De toda la acertada programación musical del Malaga_Guitar_Experience, la actuación que mayormente llamaba mi atención e interés era la de Alex El Zurdo Meléndez. En parte por su proyecto instrumental que contiene alguna de las cualidades que admiro en un artista. Legal (virtud de hacer lo mismo en lo público y en lo privado, es decir, cuando nadie nos ve). Leal (fiel a sus amigos, a su familia, y a los que te dan o te han dado de comer). Profesional, basarse en el esfuerzo y en el trabajo propios.

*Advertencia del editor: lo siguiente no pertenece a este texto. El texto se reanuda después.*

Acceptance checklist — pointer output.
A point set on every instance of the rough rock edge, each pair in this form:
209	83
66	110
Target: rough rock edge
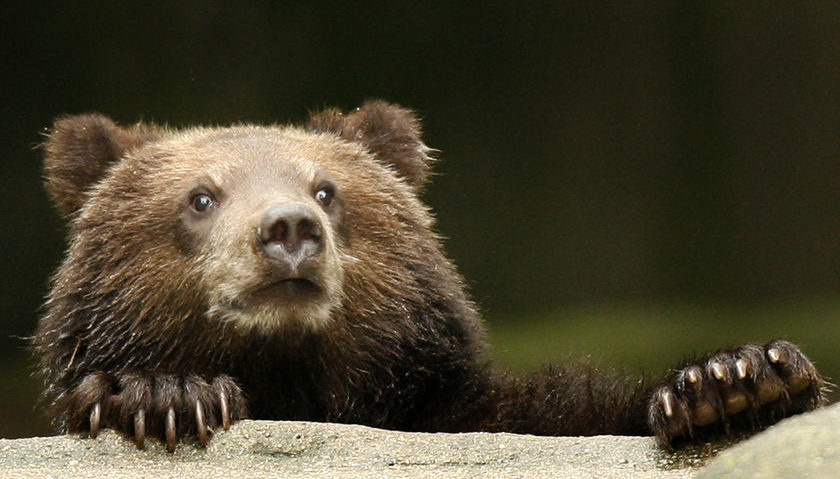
301	449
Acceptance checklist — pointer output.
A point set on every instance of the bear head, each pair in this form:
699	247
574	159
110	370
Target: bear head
266	229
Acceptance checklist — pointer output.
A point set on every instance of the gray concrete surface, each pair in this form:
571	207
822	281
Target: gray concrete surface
298	449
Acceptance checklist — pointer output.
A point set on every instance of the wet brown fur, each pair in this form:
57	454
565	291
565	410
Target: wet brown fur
404	350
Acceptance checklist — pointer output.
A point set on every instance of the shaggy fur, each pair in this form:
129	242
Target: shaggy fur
162	308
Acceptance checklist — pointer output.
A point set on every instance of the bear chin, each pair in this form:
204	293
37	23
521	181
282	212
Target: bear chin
283	306
272	317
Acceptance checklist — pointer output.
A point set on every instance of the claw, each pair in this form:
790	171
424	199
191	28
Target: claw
668	404
95	415
140	428
719	371
200	425
693	375
223	406
742	367
170	430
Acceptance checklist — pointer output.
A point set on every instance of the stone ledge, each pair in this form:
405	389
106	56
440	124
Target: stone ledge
301	449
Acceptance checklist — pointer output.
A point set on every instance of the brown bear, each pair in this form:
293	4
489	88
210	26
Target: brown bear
285	272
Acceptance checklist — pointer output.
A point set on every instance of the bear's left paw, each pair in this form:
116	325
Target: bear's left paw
742	388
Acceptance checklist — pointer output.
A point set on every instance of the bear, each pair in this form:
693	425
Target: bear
292	272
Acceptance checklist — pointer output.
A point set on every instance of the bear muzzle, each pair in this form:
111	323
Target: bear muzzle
290	236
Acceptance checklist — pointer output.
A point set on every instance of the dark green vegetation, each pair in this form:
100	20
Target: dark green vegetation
630	154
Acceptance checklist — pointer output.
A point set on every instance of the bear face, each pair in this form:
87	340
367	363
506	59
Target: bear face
285	272
258	222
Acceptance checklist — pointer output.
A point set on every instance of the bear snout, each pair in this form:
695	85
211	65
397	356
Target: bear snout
290	234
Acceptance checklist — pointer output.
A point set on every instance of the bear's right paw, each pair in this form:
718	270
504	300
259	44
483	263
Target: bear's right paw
165	406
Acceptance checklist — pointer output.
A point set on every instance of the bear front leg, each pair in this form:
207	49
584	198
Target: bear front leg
165	406
747	387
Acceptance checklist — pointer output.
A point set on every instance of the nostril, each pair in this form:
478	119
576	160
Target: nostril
286	229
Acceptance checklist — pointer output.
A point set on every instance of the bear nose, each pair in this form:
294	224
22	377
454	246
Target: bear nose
290	233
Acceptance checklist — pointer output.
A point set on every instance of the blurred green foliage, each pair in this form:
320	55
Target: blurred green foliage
598	160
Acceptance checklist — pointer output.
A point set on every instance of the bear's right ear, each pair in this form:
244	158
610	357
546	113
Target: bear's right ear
79	149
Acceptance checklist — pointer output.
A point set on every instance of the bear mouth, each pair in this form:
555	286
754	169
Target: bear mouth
288	289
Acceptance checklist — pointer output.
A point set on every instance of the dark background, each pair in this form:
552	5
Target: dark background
652	177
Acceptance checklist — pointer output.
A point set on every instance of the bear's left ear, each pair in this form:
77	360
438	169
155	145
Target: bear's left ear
390	132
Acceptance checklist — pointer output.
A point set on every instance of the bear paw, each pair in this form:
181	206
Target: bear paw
748	387
165	406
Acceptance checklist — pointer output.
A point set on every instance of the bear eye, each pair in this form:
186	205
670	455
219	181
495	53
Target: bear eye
201	202
325	195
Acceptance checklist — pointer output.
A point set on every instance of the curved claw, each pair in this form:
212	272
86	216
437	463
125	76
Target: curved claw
667	401
170	430
95	415
200	425
140	428
225	410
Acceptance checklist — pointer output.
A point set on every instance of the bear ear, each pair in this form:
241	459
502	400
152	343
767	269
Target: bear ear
79	149
390	132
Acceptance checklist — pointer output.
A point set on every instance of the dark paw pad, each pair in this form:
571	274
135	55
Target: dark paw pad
157	405
742	388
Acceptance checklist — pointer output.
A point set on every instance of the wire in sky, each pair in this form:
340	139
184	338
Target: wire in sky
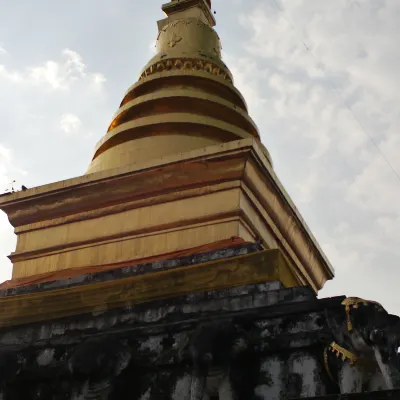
335	88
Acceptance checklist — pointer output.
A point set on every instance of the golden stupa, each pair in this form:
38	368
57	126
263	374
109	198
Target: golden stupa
181	166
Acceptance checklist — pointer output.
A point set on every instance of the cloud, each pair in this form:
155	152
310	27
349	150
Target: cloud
70	124
9	173
322	79
48	105
62	75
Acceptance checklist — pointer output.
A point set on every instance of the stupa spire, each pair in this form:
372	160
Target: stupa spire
184	99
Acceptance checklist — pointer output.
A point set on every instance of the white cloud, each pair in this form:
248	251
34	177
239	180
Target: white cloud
70	124
327	76
53	96
62	75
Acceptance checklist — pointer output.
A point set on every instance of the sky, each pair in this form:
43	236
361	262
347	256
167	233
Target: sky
321	79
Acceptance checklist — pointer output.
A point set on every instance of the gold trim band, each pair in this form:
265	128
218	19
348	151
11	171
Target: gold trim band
186	64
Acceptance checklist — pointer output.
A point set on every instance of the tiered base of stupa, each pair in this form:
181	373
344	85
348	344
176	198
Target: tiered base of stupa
182	328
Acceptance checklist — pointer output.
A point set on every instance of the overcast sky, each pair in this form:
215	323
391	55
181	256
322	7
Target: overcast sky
321	79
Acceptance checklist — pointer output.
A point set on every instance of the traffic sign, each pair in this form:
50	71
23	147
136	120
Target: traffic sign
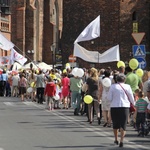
142	62
72	58
138	37
138	50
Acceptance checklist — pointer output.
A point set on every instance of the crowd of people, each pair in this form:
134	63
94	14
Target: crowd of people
110	102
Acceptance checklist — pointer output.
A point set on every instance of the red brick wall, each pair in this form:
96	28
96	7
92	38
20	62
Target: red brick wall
116	26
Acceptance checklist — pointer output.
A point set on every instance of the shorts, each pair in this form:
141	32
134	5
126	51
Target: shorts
119	117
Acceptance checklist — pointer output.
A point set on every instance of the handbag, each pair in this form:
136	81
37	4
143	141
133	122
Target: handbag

La verdad que disfrutamos mucho del concierto, se dieron momentos sublimes y otros menos felices. Escribió Cioran «lo que sé arruina lo que deseo»; los momentos de gratitud tuvieron mucho que ver cuando a uno le viene a la cabeza el deseo de un rollo más fronterizo tipo Calexico o incluso Wilco; lo que contiene, lo que uno cree que sabe o uno cree ver, es, por veces un estilo, unas formas más «patrias» y (tal vez) menos internacionales; y en este contexto para tratar de explicarme podemos dar dos referencias… que se lo digan a DePedro o Amparanoia que comenzaron siendo una cosa y terminaron conformando actuaciones y giras por el mundo.

La mirada limpia.

Lo saben los íntimos, únicamente escribo sobre cosas que me importan. La experiencia me ha demostrado que hay que huir de los que no te miran a los ojos, de los que actúan a hurtadillas, de los del falso abrazo, de los que pinchan las ruedas de sus propios compañeros. Estos, antes que otros, no pueden respetar a nada ni a nadie porque no se respetan a sí mismos, y por supuesto no son legales ni leales ni profesionales.

Los hay que encarnan un paisaje del que siempre he intentado escapar, el del teatro,  los cobardes de barra de bar que solo tienen pose y únicamente pretenden convertirse en un personaje: el mejor colega para irse de copas; aquellos que por delante te hacen llegar el falso elogio y por detrás afirman otra cosa muy distinta, puede que sea porque tocan una mierda y conforman un escenario de parásitos que amargan y entristecen a todos los que le rodean.

Tiene uno la sensación de que el Zurdo está alejado de todo eso, de que es un músico que se encuentra en modo de constante descubrimiento, ojalá, hablo honestamente, encuentre lo que busca.